Silicone Prairie: My Life on the Silicone Prairie 12” (Feel It) I can paraphrase some key facts about Silicone Prairie, but I am under no illusion that I can describe what’s going on with this album… it’s so dense and so original that you have to experience it, and it’ll take far more listens than I’ve been able to give it to exhaust everything it offers. Returning to the aforementioned facts, Silicone Prairie is a project helmed by Ian Teeple, whom you may know from Warm Bodies (one of my favorite bands of the past decade) and Natural Man and the Flamin’ Hot Band. Ian always struck me as one of those musical genius types, and Silicone Prairie (even more so than the already ambitious Natural Man stuff) sounds like he’s cutting loose and letting that talent run wild. The 4-track production and jittery rhythms might tie this to post-Coneheads punk, but My Life on the Silicone Prairie has a wideness of scope and a sense of musical ambition that most bands who fit in that category lack. The pop grandiosity, genre agnosticism, and off-the-cuff presentation make me think of the golden era of Guided by Voices (Propeller, Bee Thousand, Alien Lanes), particularly when the 60s psych influences come to the fore, but that’s more a common approach than a sonic resemblance. It’s rare to hear a record as ambitious Alien Lanes, Meat Puppets II, or Double Nickels on the Dime, much less one that retains punk’s immediacy, energy level, and lack of pretension. If that sounds like something you’d be interested in experiencing, I suggest you carve out some time to give My Life on the Silicone Prairie an attentive listen. I’m sure you’ll come back for more.
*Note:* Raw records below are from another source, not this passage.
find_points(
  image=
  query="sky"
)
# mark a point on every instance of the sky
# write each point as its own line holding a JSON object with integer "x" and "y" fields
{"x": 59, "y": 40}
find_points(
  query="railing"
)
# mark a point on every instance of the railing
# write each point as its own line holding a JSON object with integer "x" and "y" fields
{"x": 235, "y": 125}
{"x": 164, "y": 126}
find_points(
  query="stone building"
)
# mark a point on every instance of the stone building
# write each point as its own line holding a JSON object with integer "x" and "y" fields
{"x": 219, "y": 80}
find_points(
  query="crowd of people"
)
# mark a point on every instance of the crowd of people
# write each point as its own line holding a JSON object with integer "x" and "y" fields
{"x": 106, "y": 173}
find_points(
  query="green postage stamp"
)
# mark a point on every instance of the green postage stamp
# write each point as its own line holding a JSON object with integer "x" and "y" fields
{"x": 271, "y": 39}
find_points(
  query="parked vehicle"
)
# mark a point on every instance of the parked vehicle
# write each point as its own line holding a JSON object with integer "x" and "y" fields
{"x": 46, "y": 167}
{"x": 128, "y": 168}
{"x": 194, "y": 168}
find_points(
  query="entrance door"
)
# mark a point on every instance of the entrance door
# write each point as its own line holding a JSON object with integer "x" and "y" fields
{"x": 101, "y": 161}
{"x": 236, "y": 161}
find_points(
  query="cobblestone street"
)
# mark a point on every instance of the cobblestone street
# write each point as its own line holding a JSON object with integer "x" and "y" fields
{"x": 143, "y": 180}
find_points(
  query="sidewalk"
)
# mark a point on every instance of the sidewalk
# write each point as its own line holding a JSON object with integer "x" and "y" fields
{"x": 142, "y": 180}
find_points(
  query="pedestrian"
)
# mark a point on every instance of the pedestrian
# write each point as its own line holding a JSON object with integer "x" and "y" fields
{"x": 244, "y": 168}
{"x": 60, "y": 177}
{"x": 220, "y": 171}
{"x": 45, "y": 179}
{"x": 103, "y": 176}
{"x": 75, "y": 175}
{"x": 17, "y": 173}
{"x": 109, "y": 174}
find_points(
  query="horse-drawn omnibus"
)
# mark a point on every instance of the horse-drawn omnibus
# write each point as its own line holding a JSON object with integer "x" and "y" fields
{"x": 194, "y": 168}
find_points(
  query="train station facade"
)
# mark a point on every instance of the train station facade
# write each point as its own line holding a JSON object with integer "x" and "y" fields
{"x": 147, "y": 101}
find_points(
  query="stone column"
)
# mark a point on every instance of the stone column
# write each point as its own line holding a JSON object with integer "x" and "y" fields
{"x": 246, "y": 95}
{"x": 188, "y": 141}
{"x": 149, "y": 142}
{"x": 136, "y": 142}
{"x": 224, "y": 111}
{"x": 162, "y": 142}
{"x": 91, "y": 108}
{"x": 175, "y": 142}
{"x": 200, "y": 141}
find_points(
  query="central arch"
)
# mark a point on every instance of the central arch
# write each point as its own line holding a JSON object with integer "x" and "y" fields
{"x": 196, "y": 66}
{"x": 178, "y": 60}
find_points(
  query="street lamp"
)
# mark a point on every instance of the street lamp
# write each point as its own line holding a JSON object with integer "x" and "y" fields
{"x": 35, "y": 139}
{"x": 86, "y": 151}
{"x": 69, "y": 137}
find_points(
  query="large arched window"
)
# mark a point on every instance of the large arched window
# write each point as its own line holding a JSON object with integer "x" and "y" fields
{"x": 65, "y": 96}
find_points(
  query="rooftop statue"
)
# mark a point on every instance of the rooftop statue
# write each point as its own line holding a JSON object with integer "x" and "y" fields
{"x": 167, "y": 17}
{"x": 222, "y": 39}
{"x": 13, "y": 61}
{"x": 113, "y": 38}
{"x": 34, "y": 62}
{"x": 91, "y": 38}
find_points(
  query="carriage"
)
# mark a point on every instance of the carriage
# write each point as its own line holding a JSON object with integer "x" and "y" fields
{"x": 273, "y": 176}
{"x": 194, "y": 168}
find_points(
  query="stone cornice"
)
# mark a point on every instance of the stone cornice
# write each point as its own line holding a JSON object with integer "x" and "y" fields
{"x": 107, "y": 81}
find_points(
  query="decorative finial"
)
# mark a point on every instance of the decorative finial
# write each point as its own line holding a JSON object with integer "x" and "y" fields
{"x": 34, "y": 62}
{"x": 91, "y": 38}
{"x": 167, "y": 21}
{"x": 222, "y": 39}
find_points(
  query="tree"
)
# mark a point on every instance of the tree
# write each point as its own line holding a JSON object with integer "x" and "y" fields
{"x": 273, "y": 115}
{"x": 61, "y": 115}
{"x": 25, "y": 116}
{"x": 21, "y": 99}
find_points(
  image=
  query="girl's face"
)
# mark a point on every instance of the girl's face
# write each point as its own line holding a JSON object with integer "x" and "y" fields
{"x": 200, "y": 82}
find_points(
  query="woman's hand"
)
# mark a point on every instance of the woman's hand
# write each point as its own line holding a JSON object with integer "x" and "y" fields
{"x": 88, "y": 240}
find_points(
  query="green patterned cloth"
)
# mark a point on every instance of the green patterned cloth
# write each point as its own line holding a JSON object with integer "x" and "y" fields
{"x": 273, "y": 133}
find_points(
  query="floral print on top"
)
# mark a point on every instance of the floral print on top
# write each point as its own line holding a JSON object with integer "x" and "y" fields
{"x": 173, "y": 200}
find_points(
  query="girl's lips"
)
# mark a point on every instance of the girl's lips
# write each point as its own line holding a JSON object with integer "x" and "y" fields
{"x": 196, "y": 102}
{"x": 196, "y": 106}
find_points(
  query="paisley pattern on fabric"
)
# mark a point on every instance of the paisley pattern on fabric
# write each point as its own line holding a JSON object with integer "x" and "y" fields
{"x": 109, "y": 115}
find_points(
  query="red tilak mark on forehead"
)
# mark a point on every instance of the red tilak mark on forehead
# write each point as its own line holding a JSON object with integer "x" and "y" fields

Freak Genes: Power Station 12” (Feel It) Power Station is the fourth album from this duo, following previous releases on Alien Snatch and Drunken Sailor. Feel It Records is a fitting US home for Freak Genes, as they specialize in music that’s interesting, immediate, and difficult to classify, and that’s a perfect description for Power Station. While Freak Genes isn’t afraid to drop a melodic guitar lead every once in a while, they’re primarily a synth group, albeit one that doesn’t fit into a single sub-genre. A track like “Followed It Down” is dance-y, while “Something Else” has a herky-jerky, Devo-ish robotic rhythm, and “Ford Fairlane” is more pop… and that’s just the first three tracks! Throughout Power Station, Freak Genes walks fine lines between complex and immediate, rhythmic and melodic, art and pop. The only comparison that makes sense to me is New Order; while they don’t have Freak Genes’ occasional silly / surreal bent (this is, after all, still the band who wore duck masks on the cover of their second album), New Order is the only group I can think of who threads the above needles similarly to Freak Genes. There’s also something about Power Station that reminds me of Jay Reatard’s Blood Visions; like that record, Power Station makes great songwriting feel not like an end in itself, but a as a tool to use in service of creating a rich and immersive world.